From the time of its first attacks, MEND has vowed to continue disruptions in Nigeria’s oil production if foreign companies and the Nigerian military do not leave the delta. It also demanded the release of two imprisoned Ijaw tribal leaders, compensation from oil companies for environmental damage and a greater share of oil revenue.
MEND unsuccessfully called for the Shell Petroleum Development Co. to pay the Ijaws $1.5 billion to compensate for environmental damage and for the Nigerian government to increase the oil derivation principle, or the amount of total oil revenue awarded to developing oil-producing communities, from the current 13 percent to 50 percent, according to the Daily Champion newspaper in Lagos.
Even as the oil industry accounts for most of Nigeria’s wealth, little of these profits return to the region’s communities and poor villagers feel increasingly marginalized both by the government and foreign producers, said Peter Lewis, the director of the African Studies Program at the Johns Hopkins University School for Advanced International Studies.
Oil spills and gas flarings — when natural gas is burned during oil production — have caused severe environmental damage in an area where villagers depend on farming and fishing for their livelihood. Unemployment remains high yet oil producers employ expatriate workers instead of local Nigerians.
Though the size and makeup of MEND is uncertain, Lewis said MEND’s members are probably poor and unemployed young men in the Ijaw tribe. In an e-mail statement, Gbomo said the militia includes “dismissed, retired, and serving military personnel.” The group’s leadership structure is unclear.

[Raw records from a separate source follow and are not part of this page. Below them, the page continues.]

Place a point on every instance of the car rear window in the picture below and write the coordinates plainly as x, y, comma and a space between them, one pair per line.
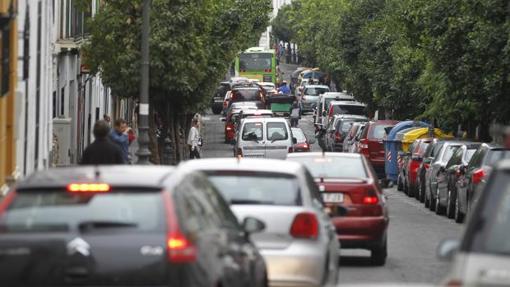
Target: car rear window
333, 167
349, 110
257, 188
277, 132
379, 131
62, 211
251, 130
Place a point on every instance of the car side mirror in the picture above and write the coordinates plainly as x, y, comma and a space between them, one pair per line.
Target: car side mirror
447, 249
253, 225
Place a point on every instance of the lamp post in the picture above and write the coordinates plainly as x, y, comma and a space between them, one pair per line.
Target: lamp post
143, 152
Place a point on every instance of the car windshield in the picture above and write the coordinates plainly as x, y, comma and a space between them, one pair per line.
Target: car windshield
333, 166
252, 131
255, 61
257, 188
62, 211
349, 110
315, 91
277, 131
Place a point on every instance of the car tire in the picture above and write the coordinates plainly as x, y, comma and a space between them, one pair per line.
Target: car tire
459, 216
379, 254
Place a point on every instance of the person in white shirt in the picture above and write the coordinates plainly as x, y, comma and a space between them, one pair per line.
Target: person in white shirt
193, 140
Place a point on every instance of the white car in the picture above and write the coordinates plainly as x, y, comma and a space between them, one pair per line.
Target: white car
299, 243
264, 138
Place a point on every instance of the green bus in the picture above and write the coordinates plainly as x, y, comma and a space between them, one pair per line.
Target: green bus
257, 63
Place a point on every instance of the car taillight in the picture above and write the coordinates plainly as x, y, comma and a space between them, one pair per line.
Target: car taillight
180, 249
305, 225
370, 198
478, 175
338, 137
6, 202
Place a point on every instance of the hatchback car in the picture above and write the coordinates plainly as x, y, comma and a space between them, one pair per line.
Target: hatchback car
482, 256
474, 176
264, 138
366, 223
299, 242
124, 226
371, 144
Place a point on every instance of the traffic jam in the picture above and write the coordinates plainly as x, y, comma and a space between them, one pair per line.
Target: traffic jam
274, 213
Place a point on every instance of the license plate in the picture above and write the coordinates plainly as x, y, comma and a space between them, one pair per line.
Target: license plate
333, 197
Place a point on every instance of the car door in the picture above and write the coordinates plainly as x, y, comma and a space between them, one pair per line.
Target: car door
278, 139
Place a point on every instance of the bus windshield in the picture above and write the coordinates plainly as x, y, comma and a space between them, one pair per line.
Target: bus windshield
255, 61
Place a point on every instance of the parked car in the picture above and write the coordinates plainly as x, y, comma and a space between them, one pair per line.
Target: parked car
416, 155
264, 138
337, 129
371, 144
303, 144
299, 242
482, 255
310, 96
431, 151
442, 157
366, 223
473, 177
351, 134
124, 226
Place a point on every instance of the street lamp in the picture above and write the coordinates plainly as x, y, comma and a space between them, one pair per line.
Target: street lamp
143, 152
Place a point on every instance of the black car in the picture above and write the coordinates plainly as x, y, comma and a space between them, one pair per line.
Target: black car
447, 178
120, 226
473, 176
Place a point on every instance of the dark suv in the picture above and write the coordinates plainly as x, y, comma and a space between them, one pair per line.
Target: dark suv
120, 226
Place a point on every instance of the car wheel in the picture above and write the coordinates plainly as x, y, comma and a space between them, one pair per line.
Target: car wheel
459, 216
378, 254
439, 208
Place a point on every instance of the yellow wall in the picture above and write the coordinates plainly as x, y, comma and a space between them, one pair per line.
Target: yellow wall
7, 105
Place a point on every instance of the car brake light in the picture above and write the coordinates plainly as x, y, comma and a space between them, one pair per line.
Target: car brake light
305, 225
478, 175
88, 187
180, 249
370, 198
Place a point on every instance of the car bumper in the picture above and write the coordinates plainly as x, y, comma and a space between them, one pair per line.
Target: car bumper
360, 232
301, 264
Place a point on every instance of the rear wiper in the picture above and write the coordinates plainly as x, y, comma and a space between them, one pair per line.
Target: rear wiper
89, 225
250, 201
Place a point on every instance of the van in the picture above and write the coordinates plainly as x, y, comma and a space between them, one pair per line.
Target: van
264, 138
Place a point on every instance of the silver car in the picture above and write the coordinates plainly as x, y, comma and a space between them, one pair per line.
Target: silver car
482, 256
299, 243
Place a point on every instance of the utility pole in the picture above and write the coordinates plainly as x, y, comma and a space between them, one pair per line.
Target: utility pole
143, 152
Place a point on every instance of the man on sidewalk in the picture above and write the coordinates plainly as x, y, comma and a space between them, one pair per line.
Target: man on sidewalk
102, 150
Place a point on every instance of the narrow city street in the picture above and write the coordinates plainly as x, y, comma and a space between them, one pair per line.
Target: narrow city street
414, 232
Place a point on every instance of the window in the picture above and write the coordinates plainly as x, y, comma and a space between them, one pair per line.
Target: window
277, 132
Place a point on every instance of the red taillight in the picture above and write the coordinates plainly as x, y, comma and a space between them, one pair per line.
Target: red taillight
305, 225
478, 175
180, 249
88, 187
338, 137
370, 198
6, 202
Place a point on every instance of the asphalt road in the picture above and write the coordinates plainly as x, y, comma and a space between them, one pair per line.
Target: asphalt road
413, 237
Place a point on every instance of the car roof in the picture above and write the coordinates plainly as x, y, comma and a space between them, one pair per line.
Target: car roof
325, 154
243, 164
148, 176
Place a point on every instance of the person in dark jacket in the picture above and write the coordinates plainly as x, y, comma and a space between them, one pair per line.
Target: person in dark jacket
102, 150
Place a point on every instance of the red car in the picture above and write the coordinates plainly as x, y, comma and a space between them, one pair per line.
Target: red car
371, 144
357, 189
417, 152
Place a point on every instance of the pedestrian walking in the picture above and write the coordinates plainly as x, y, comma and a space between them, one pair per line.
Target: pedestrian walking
118, 136
102, 150
194, 140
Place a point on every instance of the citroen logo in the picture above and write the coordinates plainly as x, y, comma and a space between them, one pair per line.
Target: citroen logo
78, 245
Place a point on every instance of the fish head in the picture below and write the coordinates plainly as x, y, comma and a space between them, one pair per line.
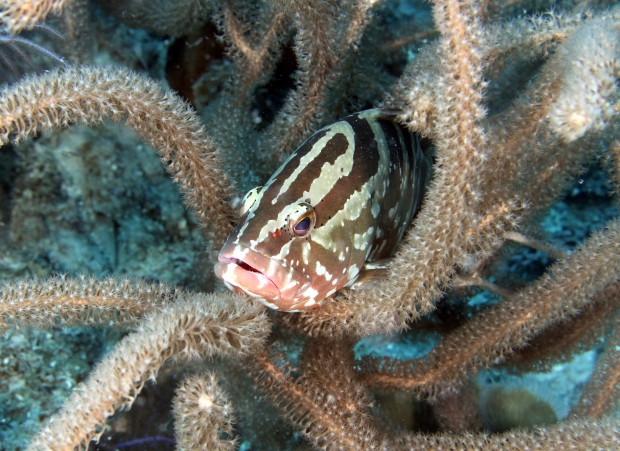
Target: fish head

The Nigerian government, led by President Olusegun Obasanjo, has failed to improve security in the region or yield to demands of further economic development and social benefits. Obasanjo dispatched the military to restrain militia groups, but relies on local governments renowned for their corruption to negotiate for the release of the hostages.

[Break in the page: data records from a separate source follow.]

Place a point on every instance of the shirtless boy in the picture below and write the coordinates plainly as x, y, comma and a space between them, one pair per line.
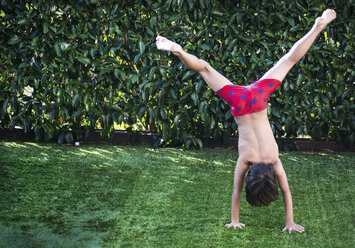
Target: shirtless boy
257, 146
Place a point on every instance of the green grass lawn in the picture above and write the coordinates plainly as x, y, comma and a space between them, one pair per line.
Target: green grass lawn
116, 196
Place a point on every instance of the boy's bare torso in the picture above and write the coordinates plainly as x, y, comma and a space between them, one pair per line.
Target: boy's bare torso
256, 140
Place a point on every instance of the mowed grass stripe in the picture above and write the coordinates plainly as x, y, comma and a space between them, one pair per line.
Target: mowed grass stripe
134, 197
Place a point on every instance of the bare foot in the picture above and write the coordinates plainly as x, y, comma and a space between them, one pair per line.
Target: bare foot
167, 45
327, 16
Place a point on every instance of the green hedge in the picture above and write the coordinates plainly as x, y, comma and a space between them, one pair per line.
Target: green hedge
79, 65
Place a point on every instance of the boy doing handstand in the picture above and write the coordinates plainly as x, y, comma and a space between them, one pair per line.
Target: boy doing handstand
256, 143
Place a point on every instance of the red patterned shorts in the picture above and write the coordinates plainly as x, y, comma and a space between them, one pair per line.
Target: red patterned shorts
248, 99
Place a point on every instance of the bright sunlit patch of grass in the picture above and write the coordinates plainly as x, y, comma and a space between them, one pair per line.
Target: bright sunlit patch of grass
115, 196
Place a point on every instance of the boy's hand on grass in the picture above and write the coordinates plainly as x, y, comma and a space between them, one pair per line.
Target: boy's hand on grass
291, 226
235, 225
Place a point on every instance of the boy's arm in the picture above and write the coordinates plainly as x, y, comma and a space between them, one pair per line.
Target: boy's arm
239, 173
281, 177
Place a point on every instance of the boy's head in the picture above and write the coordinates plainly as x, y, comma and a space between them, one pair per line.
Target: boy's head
260, 185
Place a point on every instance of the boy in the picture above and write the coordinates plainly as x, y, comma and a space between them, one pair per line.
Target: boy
256, 145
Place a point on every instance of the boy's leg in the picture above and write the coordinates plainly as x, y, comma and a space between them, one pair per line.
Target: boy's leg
213, 78
299, 49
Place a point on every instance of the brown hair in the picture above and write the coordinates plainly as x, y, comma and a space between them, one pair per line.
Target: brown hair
260, 185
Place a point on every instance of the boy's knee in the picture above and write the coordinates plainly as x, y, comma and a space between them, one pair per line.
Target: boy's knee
205, 66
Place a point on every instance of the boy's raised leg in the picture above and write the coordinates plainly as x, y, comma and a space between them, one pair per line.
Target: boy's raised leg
213, 78
300, 48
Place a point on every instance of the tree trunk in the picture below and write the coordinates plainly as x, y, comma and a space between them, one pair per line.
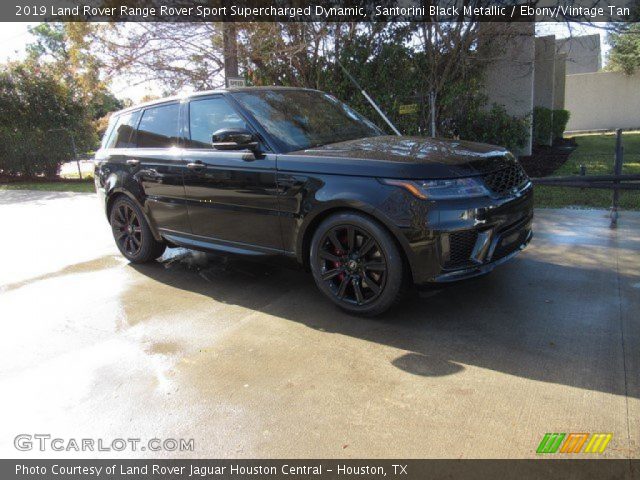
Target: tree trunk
230, 40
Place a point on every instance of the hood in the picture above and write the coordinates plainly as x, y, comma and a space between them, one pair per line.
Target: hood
399, 157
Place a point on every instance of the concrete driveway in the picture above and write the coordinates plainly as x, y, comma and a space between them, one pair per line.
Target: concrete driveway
250, 361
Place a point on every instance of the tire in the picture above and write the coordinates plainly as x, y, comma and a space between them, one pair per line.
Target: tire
355, 262
132, 232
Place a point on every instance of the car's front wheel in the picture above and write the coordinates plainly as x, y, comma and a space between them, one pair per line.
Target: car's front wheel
356, 263
132, 232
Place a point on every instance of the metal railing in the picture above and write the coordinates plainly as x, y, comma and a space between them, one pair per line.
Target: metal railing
616, 182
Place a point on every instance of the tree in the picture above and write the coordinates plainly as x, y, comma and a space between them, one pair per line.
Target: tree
65, 49
40, 111
625, 49
175, 55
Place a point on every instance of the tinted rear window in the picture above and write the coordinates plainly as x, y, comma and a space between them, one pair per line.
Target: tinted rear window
121, 134
159, 127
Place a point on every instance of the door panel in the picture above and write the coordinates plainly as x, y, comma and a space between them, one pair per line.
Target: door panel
160, 174
233, 197
159, 166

In March 2007, Obasanjo blamed the group for the delta’s continuing violence, instability and underdevelopment and said that he expected the region’s leaders — not the central government — to curb militant attacks.
In the past, the Nigerian government used the military to restrain similar militias but MEND has proved better organized and better equipped than previous groups.
Observers predict that MEND bought its weapons through ransom demands but mostly using profits from stealing oil — called bunkering — and can easily match the Nigerian military in terms of fire power. In a rare visit with MEND, journalist Sebastian Junger gained access to the group for a Vanity Fair profile and reported that instead of the old AK-47s commonly used in Africa, MEND was equipped with expensive machine guns from the Czech Republic.
As followers of Egbesu, the Ijaw god of war, MEND fighters paint their bodies with symbols, wear amulets to protect them from bullets and believe they can drink battery acid without harm.
“They were a collection of walking nightmares, everything that is terrifying to the human psych, and when confronted with them, Nigerian soldiers have been known to just drop their weapons and run,” wrote Junger in Vanity Fair.
Former U.S. Ambassador to Nigeria Walter Carrington said Nigeria’s future depends on whether the government adequately addresses the grievances held by militia groups like MEND.
“What I am hoping is that there will be more attention paid to the demands of the people in the Niger delta region, otherwise I’m afraid that what we are going to see is problems that we’re seeing elsewhere, that we see in places like Chechnya and Colombia and other places where militant groups are able to get hold of arms and are able to radicalize the situation in an area where you do not have the kind of military possibilities for the government to be able to put this down,” Carrington said in a Feb. 24, 2006, NewsHour report.